E lá ficamos dançando "de par"
Como se dizia naquele lugar
Dançamos uma barbaridade!
Até parecia uma tempestade
A poeira que levantava
Mas jamais imaginava
Nem teria como prever
O que estava prá acontecer
Nessa hora, só em dançar eu pensava
.
Já começando a madrugada
Chegam três "cueras", dois eram da escola
Conheci jogando bola
O maior deles, filho dum fazendeiro
Aliás, era nosso lindeiro
Gostava da moça, eu não sabia
Mas até ali, desfeita não fazia
De repente!

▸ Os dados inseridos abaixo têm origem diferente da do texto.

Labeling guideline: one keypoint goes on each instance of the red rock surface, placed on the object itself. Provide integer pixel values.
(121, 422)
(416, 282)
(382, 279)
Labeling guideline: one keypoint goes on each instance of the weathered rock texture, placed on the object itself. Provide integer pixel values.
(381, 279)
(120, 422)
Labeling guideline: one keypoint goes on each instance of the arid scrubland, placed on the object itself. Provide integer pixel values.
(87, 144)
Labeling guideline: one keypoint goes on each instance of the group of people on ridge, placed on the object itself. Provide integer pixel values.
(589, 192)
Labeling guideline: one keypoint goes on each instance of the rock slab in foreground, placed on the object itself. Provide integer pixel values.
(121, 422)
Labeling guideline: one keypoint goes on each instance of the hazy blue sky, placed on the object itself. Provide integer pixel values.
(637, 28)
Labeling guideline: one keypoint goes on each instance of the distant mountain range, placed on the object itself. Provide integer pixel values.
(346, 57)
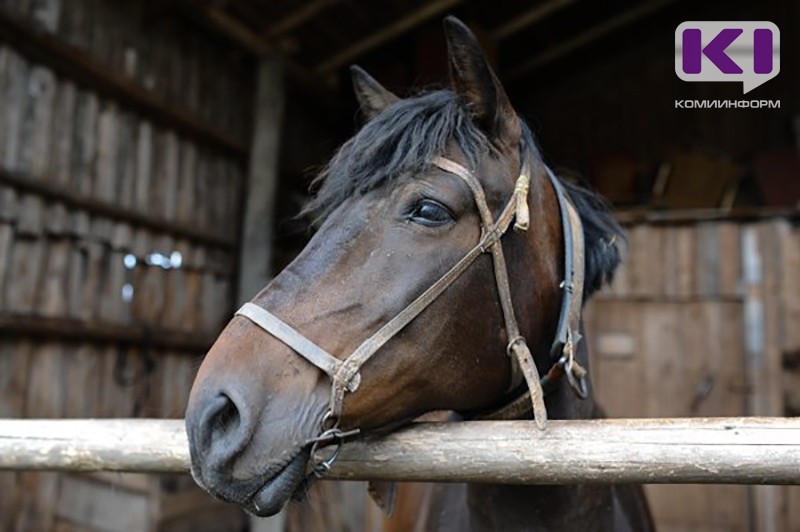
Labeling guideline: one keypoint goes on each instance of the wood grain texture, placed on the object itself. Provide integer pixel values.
(700, 450)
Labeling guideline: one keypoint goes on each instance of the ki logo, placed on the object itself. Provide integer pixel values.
(746, 51)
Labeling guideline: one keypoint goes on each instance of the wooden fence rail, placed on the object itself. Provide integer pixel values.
(697, 450)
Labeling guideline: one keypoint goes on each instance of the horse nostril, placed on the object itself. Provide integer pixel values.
(227, 418)
(220, 430)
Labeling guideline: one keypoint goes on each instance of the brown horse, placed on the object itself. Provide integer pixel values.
(401, 207)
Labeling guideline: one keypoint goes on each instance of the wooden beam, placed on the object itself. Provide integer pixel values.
(72, 199)
(258, 215)
(224, 24)
(73, 330)
(384, 35)
(298, 17)
(696, 450)
(570, 45)
(47, 49)
(536, 14)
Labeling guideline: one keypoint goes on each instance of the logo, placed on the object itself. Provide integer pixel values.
(746, 51)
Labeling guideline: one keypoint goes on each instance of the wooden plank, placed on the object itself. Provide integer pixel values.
(85, 143)
(255, 247)
(729, 450)
(14, 91)
(185, 198)
(77, 331)
(385, 34)
(35, 150)
(586, 37)
(111, 210)
(52, 298)
(93, 505)
(52, 52)
(769, 500)
(126, 160)
(6, 241)
(708, 257)
(692, 216)
(535, 15)
(63, 133)
(23, 276)
(144, 166)
(616, 377)
(44, 398)
(105, 186)
(729, 266)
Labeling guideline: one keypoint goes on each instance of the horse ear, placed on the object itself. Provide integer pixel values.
(371, 95)
(474, 81)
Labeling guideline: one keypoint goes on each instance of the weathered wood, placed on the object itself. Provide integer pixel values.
(71, 330)
(383, 35)
(255, 247)
(697, 450)
(13, 89)
(111, 210)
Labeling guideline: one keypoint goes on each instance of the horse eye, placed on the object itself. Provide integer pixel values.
(430, 213)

Ficou mais ouriçado
Eu já me parei desconfiado
Coisa feia eu já previa
.
O sangue ferveu nas veias
Ao querer levar mão na trança
Esqueci que eu era quase criança
E que a sorte me defenda
Puxei pro lado a prenda
Sampei-lhe um tapa no ouvido
Só escutei um gemido
Saltamos prá fora peleando
E no soco fomos tramando
Quem manda ser atrevido
.
Eram três contra um
Mas desde guri fui metido a macho
Descemos lançante abaixo
E a "pauleira" pegando
Fui me desdobrando
Já sentindo o sufoco
Levando, mas distribuindo soco
Até que dois cansaram
Ou quem sabe se acovardaram
Pensei, agora eu pego esse caboclo
.
Ficou só o filho do estancieiro
Que continuava vindo
Eu já cansado mas reagindo
Quando alguma coisa ele saca
E vejo o clarão duma faca
Que já me cutucava
E eu só me esquivava
A carneadeira já me lambia
Mas no tapa eu retribuia
Senti que ele cambaleava
.
Aquele dia estava eu para o amor
Não era um bom dia prá briga
Senti um beliscão na barriga
E já escutando um barulho
Bati num pedregulho
Desprevenido enxerguei subir o braço
Vi que na mão tinha o aço
Eu já começava a ficar aflito
Quando escutei aquele grito
Digo, agora me desembaraço!
.
Pois a boca do meu cusco
Arrancou-lhe o garrão
Só precisei de um assoprão
Prá terminar com o tinhoso
Não é que esse cusco manhoso
Deixou-me mais orgulhoso
Desde que saí da estância
Sem eu saber acompanhara à distância
Nessa empreitada que quase morro
Não fosse do meu cusco o socorro
Mas bah! Como deu bom, boca negra, meu cachorro!